Eager to compete with its rivals in Japan, the company has gained the knowhow for modular system integration, power battery packs and simulation analysis systems.
“As the train can run solely powered by its battery packs, it will eliminate damage to the local environment caused by the construction of a power grid, leaving the environment and landscape largely intact,” said Wang.
The new train, designed both for inter-city and innercity use, can also travel through ecologically fragile areas, tourist spots and farmland, as well as developing countries that lack power infrastructure, in particular developing countries and regions related to the Belt and Road Initiative.
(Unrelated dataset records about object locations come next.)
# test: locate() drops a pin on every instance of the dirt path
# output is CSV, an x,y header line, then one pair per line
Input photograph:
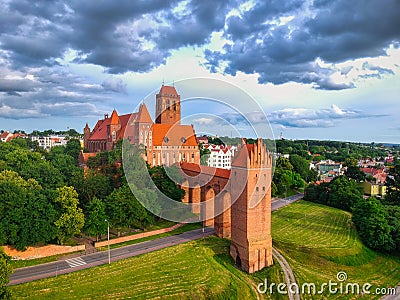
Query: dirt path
x,y
287,270
396,296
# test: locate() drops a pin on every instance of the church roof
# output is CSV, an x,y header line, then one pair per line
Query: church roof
x,y
218,172
143,115
173,135
168,90
100,130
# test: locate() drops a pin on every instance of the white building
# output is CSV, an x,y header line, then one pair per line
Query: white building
x,y
47,142
220,156
5,136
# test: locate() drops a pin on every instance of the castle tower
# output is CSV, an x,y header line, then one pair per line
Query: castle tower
x,y
143,124
251,175
86,136
168,106
113,129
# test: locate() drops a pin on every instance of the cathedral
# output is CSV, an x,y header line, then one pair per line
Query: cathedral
x,y
166,140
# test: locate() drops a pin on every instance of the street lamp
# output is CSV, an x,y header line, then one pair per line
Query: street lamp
x,y
108,239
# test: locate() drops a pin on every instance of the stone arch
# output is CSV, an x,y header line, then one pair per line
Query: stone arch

“Developing countries such as Indonesia, Thailand and Saudi Arabia, as well as developed countries such as the United States and those in Europe all have similar demand to either enhance regional connectivity or further reduce carbon emissions,” said Feng Hao, a railway development researcher at the National Development and Reform Commission.
The trial runs of the train will give China more credibility in setting the international standard for new energy highspeed trains, Feng said.
The train will also produce less noise than regular trains as new soundproof materials are used in the carriages. To provide a better travel experience, the train is also fully covered by Wi-Fi, according to CRRC Changchun.
“As China is proficient in manufacturing high-speed trains and providing maintenance services in a relatively low-price way in global markets, CRRC has been keen to make breakthroughs in its entire production line from 400 km/h bullet trains, magnetic trains and piggyback wagons to semiconductors, deep-sea equipment and renewable energy buses,” said Feng.
CRRC signed a total of 25.79 billion yuan ($3.79 billion) in contracts between April and June this year, including highspeed train orders from China Railway Corp and passenger trains deals with the Southeastern Pennsylvania Transit Authority. It also launched a sleeping berth bullet train service from Beijing to Shanghai on July 1.